下村 ピアノの先生をやっている友人がいるのですが、そこの生徒さんが『キングダム
ハーツ』のCDを出して、「これを弾きたい」と言ってくれたと聞いたんです。そんなうれしいことがあるなら、発表会でできるような曲を作って、できることなら楽譜も出して、皆さんに弾いてほしいなと。私が幼いころにショパンの曲に憧れて練習したように、この曲がそんな立ち位置になってくれるとうれしいですね。

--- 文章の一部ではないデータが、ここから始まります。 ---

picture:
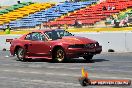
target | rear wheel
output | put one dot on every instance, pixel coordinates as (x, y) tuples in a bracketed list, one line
[(88, 58), (21, 54), (59, 55)]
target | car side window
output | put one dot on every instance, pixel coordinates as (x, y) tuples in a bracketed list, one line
[(28, 37), (36, 36)]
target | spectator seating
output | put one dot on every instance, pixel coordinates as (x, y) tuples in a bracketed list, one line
[(14, 7), (93, 14), (36, 18)]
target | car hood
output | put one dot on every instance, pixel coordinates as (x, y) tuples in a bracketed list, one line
[(76, 40)]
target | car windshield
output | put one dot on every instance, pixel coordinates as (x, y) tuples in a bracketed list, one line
[(57, 34)]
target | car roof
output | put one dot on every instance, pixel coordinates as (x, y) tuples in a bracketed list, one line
[(44, 30)]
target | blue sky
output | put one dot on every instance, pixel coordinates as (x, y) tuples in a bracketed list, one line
[(11, 2)]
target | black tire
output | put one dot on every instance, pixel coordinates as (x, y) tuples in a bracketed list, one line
[(21, 55), (88, 58), (84, 81), (59, 55)]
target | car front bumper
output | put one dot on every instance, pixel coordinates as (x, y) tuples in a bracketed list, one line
[(80, 52)]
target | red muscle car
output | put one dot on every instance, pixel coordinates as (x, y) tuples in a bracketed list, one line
[(58, 45)]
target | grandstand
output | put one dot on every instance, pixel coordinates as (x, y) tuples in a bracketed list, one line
[(36, 18), (30, 15), (93, 14)]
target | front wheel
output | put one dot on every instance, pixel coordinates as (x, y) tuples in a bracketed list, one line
[(21, 54), (59, 55), (88, 58)]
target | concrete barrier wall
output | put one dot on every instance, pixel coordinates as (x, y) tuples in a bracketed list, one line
[(118, 41), (3, 43)]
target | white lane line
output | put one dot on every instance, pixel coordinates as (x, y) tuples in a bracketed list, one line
[(101, 76), (40, 81)]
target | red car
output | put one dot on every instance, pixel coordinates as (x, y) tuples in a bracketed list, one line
[(58, 45)]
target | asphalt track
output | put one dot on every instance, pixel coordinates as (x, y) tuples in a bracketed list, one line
[(43, 74)]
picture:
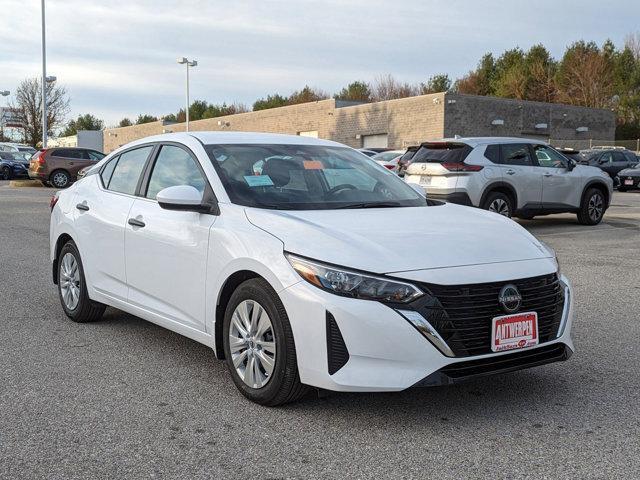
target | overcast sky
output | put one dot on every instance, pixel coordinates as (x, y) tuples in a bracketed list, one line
[(117, 58)]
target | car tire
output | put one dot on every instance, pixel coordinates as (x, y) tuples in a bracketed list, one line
[(60, 179), (263, 343), (499, 203), (592, 208), (72, 287)]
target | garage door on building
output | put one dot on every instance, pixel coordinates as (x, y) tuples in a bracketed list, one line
[(309, 133), (375, 141)]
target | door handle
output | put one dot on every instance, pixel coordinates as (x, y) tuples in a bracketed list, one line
[(136, 223)]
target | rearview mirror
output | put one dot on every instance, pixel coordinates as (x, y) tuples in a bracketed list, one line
[(419, 188), (181, 197)]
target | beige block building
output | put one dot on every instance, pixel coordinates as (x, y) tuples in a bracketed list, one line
[(402, 122)]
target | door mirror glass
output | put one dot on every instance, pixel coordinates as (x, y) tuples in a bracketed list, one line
[(180, 197), (419, 188)]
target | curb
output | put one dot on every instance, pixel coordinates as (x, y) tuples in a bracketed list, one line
[(25, 183)]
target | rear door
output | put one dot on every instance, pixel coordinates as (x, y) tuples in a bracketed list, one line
[(520, 171), (560, 187), (166, 250)]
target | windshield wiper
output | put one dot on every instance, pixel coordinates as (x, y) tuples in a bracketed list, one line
[(371, 205)]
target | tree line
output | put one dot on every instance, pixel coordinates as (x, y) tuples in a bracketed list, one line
[(586, 75)]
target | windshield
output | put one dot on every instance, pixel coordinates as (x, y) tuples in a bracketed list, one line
[(307, 177)]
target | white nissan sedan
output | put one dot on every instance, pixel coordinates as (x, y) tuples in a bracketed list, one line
[(286, 255)]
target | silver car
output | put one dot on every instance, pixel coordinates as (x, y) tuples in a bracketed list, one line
[(511, 176)]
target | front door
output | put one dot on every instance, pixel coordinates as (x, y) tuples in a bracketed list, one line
[(166, 250), (521, 172), (559, 184)]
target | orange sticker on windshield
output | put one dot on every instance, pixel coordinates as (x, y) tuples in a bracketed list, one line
[(313, 165)]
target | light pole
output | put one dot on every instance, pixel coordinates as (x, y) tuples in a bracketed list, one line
[(188, 63), (44, 81), (4, 93)]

――プロモーションビデオの公開収録はいかがでしたか?
下村 感想などを書かれているブログなどを拝見したのですが、皆さんの熱い想いが伝わってきて、うれしいですね。ユーザーさんと会える機会はそんなにないので、せっかくひとりひとりと触れ合える機会だったのに、私がテンパって「ありがとうございます、ありがとうございます」とお辞儀人形みたいになってしまって(苦笑)。もっと落ち着いていろいろとお話できればよかったなあと思っています。次回は撮影なしでやりたいな(笑)。
――『358/2
Days』のつぎは、『バース バイ スリープ』や『FF ヴェルサスXIII』、『ザ・サード
バースデイ』などが控えています。
下村 『バース
バイ スリープ』や『ザ・サード バースデイ』は、いままさに制作中ですね。新曲を作っています。『バース
バイ スリープ』は『358/2 Days』より新曲が多いですよ。『ヴェルサスXIII』は、これからがんばります(笑)。
――最後に、ファンの方へメッセージを。
下村 ただゲーム音楽が好きで続けてきたことが、こんなにファンの方に応援していただけるのは非常に光栄であり、幸運であり、幸せです。楽しみに待ってくださっている方がいるだけで、私の心の支えになっています。その皆さんの気持ちに応えられるように、今後もがんばります。